Before your FEES test, your SLP may want to put you on a special diet. This is to help prevent food or liquids from going into your lungs (aspiration). You should only eat and drink what is on the list from your SLP. The SLP will direct you if there is anything else you need to do to get ready.

During your test

If you are in the hospital, the FEES test may be done in your hospital room. You may also have the test at a healthcare provider's office or clinic. The test often takes around 20 minutes. In general, you can expect the following:

  • During the test, you’ll be seated and awake. Sometimes an anesthetic will be sprayed in your nose so you don’t feel the endoscope. Sometimes it will not be used as it might alter the results of the test if your throat is too numb. That decision will be made by the therapist or other healthcare provider. 

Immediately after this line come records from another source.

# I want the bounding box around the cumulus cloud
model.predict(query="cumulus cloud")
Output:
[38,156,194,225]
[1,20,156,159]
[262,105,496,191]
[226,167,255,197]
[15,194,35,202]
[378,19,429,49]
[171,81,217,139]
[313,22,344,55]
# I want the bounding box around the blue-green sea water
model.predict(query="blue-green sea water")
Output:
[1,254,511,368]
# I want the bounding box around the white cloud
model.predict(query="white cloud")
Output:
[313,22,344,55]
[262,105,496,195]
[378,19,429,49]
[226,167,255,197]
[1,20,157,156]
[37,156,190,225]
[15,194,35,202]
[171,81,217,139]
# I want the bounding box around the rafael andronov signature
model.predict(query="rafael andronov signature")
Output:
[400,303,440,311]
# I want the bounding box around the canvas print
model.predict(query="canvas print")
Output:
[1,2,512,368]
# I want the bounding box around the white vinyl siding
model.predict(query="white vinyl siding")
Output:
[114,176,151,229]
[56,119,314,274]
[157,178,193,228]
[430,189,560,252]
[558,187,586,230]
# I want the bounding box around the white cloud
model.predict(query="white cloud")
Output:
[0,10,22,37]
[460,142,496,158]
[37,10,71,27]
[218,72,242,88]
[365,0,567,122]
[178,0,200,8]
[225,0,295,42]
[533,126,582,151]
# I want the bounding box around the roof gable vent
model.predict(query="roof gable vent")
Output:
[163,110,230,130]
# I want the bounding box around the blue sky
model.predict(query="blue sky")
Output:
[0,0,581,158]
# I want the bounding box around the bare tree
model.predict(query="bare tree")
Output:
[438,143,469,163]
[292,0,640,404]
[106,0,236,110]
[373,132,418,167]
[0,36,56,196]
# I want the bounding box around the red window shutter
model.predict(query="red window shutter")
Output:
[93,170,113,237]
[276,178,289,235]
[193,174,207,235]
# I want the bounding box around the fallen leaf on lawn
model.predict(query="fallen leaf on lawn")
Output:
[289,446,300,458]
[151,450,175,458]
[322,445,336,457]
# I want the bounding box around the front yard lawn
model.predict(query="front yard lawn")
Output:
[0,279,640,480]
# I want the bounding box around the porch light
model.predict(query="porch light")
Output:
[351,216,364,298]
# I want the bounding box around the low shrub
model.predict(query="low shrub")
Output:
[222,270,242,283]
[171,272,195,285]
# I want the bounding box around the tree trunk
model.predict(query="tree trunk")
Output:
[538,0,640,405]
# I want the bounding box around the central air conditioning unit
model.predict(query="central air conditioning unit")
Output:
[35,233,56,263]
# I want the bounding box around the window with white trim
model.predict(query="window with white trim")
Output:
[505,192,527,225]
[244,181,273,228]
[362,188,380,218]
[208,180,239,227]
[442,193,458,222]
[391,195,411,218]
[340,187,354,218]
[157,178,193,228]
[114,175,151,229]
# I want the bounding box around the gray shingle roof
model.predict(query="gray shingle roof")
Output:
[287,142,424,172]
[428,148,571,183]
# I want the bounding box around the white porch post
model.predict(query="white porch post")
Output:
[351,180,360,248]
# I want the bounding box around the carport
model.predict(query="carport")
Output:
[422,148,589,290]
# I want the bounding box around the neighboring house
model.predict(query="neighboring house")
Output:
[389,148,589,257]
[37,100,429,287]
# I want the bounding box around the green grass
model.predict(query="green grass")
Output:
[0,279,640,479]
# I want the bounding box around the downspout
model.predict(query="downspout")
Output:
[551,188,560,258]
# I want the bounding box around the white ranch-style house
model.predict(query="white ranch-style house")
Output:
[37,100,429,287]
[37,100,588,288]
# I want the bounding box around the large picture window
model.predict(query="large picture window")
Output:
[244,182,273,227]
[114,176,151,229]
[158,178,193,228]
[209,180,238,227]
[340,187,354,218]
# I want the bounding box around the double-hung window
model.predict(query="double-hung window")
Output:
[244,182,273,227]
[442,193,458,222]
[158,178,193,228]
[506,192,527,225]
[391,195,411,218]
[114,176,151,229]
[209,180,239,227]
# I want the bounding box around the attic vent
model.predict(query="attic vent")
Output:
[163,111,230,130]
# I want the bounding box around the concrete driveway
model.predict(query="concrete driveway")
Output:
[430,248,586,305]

  • The SLP puts the endoscope through your nose and down into your throat (pharynx). You may feel mild discomfort. You may have a sense of tightness or gagging. The anesthetic can minimize this.

  • The endoscope sits above your epiglottis for most of the viewing. It then can be moved down after each swallow so the vocal folds may be seen. The endoscope lets your SLP see parts of your voice box (larynx), throat, and windpipe (trachea) on a video screen.

  • The SLP looks at the video screen to see how well you are swallowing and if you are breathing in secretions (aspirating). Your SLP will look at how well secretions are swallowed. They will look at how well breathing and swallowing happen together and how well the airway closes off. They will also be able to see if there are any problems with the shape (anatomy) of your throat.

  • The endoscope may puff small amounts of air into your throat. This is to test the nerves in your throat.

  • You will be asked to swallow small amounts of food or liquids of various thicknesses during the test. These will contain contrast dye so they can be seen on the screen.

  • At the end of the FEES test, the endoscope will be removed from your throat and nose.

Outline of woman showing endoscope inserted through nose into throat just above epiglottis.

After your test

The SLP may tell you the results right away. You may even watch a video of the test. If you had the test in a healthcare provider's office or clinic, you will be able to drive yourself home after the exam. You can probably go back to your normal activities right away.         

If you have dysphagia

If your FEES test shows that you have problems swallowing, the SLP will make a treatment plan for you. This is to keep aspiration from happening. You may need to change your diet or to drink only liquids of a certain thickness. You may also need to change your position while you eat. You may learn special mouth exercises and methods to help you swallow. Follow all directions to help you reduce your risk of problems, such as pneumonia from aspiration.